Tony Vagneur: Decades of fortune, struggles incurred following our rainbow

It’s the connection, somewhere it’s the connection.

Sitting in my upstairs room, poetry books and scribbled writings in pencil scattered over my desk and instead of sitting back, feet up, enjoying the small domain that is mine, I sit instead straight up, staring out the window, my mind reeling with a young man’s thoughts. The left shoulder of my green, small-checked snap-button shirt is stained dirt brown from carrying an irrigating shovel over it for most of the day, and I’m dead tired.

Maybe it’s the loneliness weighing me down, having been left here in late May by my parents, not another soul on 1,200 acres, and the responsibility all mine at 16. The memory of a giggling young girl talking on the pay phone as I picked up the mail at the Woody Creek Store stirs me, and I wonder who she was.

It’s a different world today — instead of riding a horse on one ranch to move the irrigation water, I haunt the valley pastures and hay grounds in my Jeep, going from one location to another, checking this division box, moving a tarp down this ditch, and walking the lower end of hayfields over there to make sure the water covered the ground.

The Woody Creek Store has morphed into the Woody Creek Tavern and the pay phone disappeared somewhere along the way, maybe a good thing. I still think of a Woody Creek girl, one I care deeply about, and loneliness isn’t one of my complaints.

It’s not an uneasiness, but more a wonder, have I stayed too long? Have I played too hard? Two grandkids and their beautiful mother tell me I’ve done my part in adding to the gene pool, but not a lot else has changed, it doesn’t seem. From that kid of over 50 years ago, looking out from my upstairs bedroom, I’ve learned that getting dog-tired at something you love is part of the soul of life; aloneness suits me; and my heartbeat still quickens with anticipation as I gather in my horses for a day in the mountains, unknown adventures lying ahead.

Recommended Stories For You

No, I haven’t stayed too long, although the years move much faster now, and perhaps I’ve thought about it too much and maybe haven’t enjoyed it as much as I should, letting inconsequential worries take up my mind. And strange thoughts start running through my consciousness, notions you may feel are outdated, but seemingly apropos in my case.
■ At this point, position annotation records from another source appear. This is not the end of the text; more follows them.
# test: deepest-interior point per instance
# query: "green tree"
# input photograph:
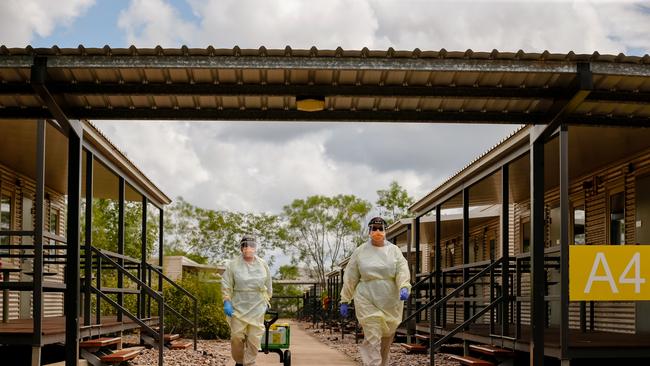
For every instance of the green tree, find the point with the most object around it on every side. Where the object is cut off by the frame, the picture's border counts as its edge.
(324, 229)
(393, 203)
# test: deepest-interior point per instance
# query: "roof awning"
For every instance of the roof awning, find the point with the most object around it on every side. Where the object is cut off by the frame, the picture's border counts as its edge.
(340, 85)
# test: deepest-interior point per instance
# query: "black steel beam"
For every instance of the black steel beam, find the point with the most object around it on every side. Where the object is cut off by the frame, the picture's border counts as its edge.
(564, 241)
(88, 237)
(39, 221)
(505, 248)
(466, 307)
(538, 276)
(72, 291)
(143, 256)
(292, 90)
(213, 114)
(120, 242)
(38, 79)
(583, 85)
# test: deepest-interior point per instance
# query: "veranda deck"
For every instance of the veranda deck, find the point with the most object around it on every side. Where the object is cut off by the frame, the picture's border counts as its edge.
(20, 331)
(590, 344)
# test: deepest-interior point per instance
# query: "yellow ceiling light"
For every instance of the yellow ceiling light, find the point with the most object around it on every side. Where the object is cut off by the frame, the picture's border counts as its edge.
(310, 103)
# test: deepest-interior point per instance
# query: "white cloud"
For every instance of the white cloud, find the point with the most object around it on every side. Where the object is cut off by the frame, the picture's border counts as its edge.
(20, 20)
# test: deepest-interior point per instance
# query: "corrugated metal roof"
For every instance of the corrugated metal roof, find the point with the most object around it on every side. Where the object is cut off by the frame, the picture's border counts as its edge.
(356, 85)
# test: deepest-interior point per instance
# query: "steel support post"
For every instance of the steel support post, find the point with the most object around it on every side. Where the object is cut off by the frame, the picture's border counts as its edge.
(143, 257)
(72, 289)
(564, 240)
(120, 244)
(466, 307)
(505, 248)
(416, 294)
(438, 263)
(88, 238)
(39, 219)
(537, 290)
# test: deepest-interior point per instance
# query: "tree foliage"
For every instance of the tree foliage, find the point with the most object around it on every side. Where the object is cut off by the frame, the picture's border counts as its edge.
(215, 234)
(393, 203)
(325, 229)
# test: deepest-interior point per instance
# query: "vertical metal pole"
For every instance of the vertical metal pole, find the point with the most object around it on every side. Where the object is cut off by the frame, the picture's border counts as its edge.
(537, 291)
(438, 263)
(466, 313)
(564, 240)
(161, 231)
(39, 219)
(415, 295)
(143, 257)
(505, 247)
(120, 245)
(88, 259)
(72, 289)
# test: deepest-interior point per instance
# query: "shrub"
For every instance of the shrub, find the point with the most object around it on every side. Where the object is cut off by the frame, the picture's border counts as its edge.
(211, 319)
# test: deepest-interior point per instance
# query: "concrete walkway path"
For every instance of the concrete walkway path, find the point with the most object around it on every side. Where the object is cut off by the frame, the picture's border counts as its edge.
(306, 350)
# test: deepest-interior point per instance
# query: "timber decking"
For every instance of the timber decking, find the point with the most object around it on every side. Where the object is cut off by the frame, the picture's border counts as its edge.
(19, 331)
(587, 344)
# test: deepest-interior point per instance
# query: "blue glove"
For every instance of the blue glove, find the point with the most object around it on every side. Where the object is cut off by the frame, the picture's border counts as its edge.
(344, 309)
(403, 294)
(227, 308)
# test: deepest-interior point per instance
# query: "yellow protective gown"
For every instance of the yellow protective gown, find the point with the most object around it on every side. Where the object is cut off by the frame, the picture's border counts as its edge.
(373, 279)
(249, 288)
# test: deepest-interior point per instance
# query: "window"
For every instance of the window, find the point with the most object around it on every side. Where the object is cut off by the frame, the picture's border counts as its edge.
(617, 218)
(579, 225)
(525, 237)
(5, 217)
(54, 221)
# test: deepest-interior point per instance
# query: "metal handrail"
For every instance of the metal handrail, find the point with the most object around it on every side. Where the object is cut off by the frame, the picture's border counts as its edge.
(436, 304)
(158, 297)
(187, 293)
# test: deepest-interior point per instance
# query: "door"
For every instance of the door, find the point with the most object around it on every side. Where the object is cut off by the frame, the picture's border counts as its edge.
(26, 263)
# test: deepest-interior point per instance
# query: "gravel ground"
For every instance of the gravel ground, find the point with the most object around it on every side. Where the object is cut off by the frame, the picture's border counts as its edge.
(209, 353)
(217, 352)
(398, 356)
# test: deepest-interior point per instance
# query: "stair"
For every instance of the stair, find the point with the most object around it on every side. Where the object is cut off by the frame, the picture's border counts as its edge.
(492, 351)
(414, 348)
(180, 344)
(122, 355)
(101, 342)
(471, 361)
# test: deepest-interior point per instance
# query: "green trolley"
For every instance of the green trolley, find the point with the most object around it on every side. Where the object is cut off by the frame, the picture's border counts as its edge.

Bluebirds, fluttering around the old Clavel Homestead, my great-grandfather’s first home in the valley, don’t show fear of humans and they take turns sitting on top of a cedar post alongside the still-standing, dilapidated house. As my partner Margaret snaps photos, I wonder, if birds can fly over the rainbow, maybe I could, too?

As I tie my horse to a small pine just before the timberline forbids such meadow extravagance, brilliant blue skies, the feel of musky earth under my boots and a large bull elk eyeing me down, all call my attention to one of those otherworldly thoughts.

“Somewhere over the rainbow way up high/

There’s a land that I’ve heard of once in a lullaby/

Somewhere over the rainbow skies are blue/

And the dreams that you dare to dream really do come true.”

We don’t get through it unscathed; we leave behind a trail of broken hearts, dead ancestors, mistakes we didn’t learn from and impossible dreams that seemed so real at the time. We’ve battled depression, faced down divorce, damned-near died skiing, other things that weren’t so pleasant and yet, life is good.

Years ago, Mrs. Pat Fender, matriarch of the Sopris Creek Hereford Ranch and wife of the incorrigible Bill Fender, asked me if I had to choose, would it be between riding my horses through the summer mountains, tending cattle, or would it be slicing through the moguls on Aspen Mountain in the winter? I’ve pondered the question ever since, thankful I’m lucky enough to not have to make the choice.

“Someday I’ll wish upon a star/

And wake up where the clouds are far behind me/

Where troubles melt like lemon drops/

Way above the chimney tops/

That’s where you will find me.”

Maybe I’ve been there all along. Hopefully, most of us, at this altitude, have been that fortunate.